Он кивает на коробку, которую держит под мышкой.

— Тоже красная… Подарок для приятельницы.

Очень в духе Филиппа — интерпретировать любую мелочь в свою пользу, а еще эта мания засыпать людей подарками, превращая их в своих должников. Флоранс обнаруживает, что в компании Филиппа ей так же тягостно, как и пятнадцать лет назад. Он стоит слишком близко, его глаза излучают наивность, поддельную, конечно. Зеленые глаза с черным ободком, пристальный взгляд, от которого некуда деться.

— Залитая солнцем терраса кафе, я и ты — вот о чем я мечтаю. Любопытно, ты до сих пор поглядываешь поверх чашки, когда пьешь кофе? Когда будет хорошая погода, я тебе позвоню. Решено?

Флоранс кивает. Обещание ни к чему ее не обязывает: номер она дала вымышленный, на дворе начало ноября, и погода стоит отвратительная.

Они поспешно расходятся. На прощанье он восхищенно изучает ее бедра, обтянутые джинсами; она же избегает смотреть на него, догадываясь, куда направлен его взгляд.


Но встреча в магазине еще долго не выходит у нее из головы. Когда-то они с Филиппом дружили. Просто дружили. Ну может, не совсем просто, если учесть, что он хотел на ней жениться.

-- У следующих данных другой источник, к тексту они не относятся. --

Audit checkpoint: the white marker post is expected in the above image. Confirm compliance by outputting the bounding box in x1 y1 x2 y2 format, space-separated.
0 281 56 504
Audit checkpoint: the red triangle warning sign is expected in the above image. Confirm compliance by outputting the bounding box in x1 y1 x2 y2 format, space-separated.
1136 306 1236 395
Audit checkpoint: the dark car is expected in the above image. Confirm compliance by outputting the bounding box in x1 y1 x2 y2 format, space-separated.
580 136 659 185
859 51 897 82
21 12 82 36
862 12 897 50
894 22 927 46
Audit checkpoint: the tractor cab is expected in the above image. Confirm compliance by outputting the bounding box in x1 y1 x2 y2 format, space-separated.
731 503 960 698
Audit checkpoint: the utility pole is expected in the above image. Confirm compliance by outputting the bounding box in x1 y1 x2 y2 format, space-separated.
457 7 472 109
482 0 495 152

Но, насколько она помнит, разговоры о браке почвы под собой не имели и были лишь высшим проявлением его безответной любви. Она в ответ только смеялась, как смеялась над подарками, которые каждое утро находила под дверью. Разноцветное мыло в красивой упаковке, раковина, засушенные цветы, старинные открытки. Постепенно подарки начали дорожать. От них следовало бы отказываться, но у Флоранс духу не хватало. Более того, однажды она ухитрилась потерять янтарное колье. Досадная пропажа нисколько не смутила Филиппа: в тот же день он преподнес ей еще более красивое колье, она и сейчас его носит.

Виделись они несколько раз в неделю. Обменивались книгами, ходили на концерты, спорили. Филипп был влюблен в нее, Флоранс притворялась, что ничего не замечает. У нее имелись свои причины терпеть его общество: он был неглуп и иногда очень толково помогал ей в работе.

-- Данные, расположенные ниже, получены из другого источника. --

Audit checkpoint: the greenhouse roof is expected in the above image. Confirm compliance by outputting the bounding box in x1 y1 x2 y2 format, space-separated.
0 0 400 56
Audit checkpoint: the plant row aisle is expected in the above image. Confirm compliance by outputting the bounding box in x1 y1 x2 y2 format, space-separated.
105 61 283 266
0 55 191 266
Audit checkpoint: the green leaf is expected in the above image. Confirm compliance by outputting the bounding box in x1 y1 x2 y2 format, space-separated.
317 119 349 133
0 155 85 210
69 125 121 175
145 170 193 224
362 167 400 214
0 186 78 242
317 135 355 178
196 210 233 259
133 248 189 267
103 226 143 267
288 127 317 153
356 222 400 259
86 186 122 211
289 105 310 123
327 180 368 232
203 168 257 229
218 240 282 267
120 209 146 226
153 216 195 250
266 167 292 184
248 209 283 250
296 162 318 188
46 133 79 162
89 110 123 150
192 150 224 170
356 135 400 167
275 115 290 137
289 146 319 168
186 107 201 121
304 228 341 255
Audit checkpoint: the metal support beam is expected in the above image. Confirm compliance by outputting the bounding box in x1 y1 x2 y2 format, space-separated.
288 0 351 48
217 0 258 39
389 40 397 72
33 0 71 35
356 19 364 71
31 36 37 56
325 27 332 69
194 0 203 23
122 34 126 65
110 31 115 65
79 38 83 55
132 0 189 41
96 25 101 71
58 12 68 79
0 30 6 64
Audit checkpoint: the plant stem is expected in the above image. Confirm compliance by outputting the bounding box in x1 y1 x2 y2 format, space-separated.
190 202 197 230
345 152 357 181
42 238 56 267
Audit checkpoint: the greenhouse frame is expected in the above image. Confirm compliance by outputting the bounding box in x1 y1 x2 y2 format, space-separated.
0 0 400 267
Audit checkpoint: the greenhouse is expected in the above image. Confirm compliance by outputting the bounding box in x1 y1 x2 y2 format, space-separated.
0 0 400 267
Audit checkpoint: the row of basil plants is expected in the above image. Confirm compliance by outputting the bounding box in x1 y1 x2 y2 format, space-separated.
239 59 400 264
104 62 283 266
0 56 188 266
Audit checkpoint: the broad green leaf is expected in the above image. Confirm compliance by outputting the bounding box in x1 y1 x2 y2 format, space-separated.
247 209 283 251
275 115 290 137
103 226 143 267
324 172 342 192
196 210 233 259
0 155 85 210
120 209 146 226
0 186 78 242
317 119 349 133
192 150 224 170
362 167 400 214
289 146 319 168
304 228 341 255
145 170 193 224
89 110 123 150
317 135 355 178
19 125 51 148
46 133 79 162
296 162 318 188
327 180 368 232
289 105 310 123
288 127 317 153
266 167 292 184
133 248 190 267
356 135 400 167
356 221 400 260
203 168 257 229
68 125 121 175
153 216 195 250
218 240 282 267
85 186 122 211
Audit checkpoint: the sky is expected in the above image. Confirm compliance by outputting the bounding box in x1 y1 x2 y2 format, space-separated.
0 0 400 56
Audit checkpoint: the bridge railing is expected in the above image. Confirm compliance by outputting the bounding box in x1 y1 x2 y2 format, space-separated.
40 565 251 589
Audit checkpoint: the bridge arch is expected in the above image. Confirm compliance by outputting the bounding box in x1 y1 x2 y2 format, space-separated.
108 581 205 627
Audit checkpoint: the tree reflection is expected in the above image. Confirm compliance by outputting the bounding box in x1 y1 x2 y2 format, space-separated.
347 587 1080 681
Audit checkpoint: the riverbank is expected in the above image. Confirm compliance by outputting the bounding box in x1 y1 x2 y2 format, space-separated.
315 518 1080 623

Лишь один-единственный раз Флоранс легла с ним в постель, да и то из чистого любопытства: что же там скрывается под его безупречными костюмами? А вот что: мучнисто-белая кожа, обильная потливость, неуклюжесть, которую он пытался замаскировать пылкими речами. Флоранс испытала непреодолимое отвращение. Секс с Филиппом был большой ошибкой еще и потому, что Филипп после этого начал демонстрировать замашки собственника. Брал за руку, лез целоваться и всячески уговаривал ее повторить опыт, который он упорно величал «божественнопрекрасным». Флоранс оборонялась: язвила или бросала разъяренные взгляды. Он начал ныть. Она тут же его запрезирала и отказалась видеться.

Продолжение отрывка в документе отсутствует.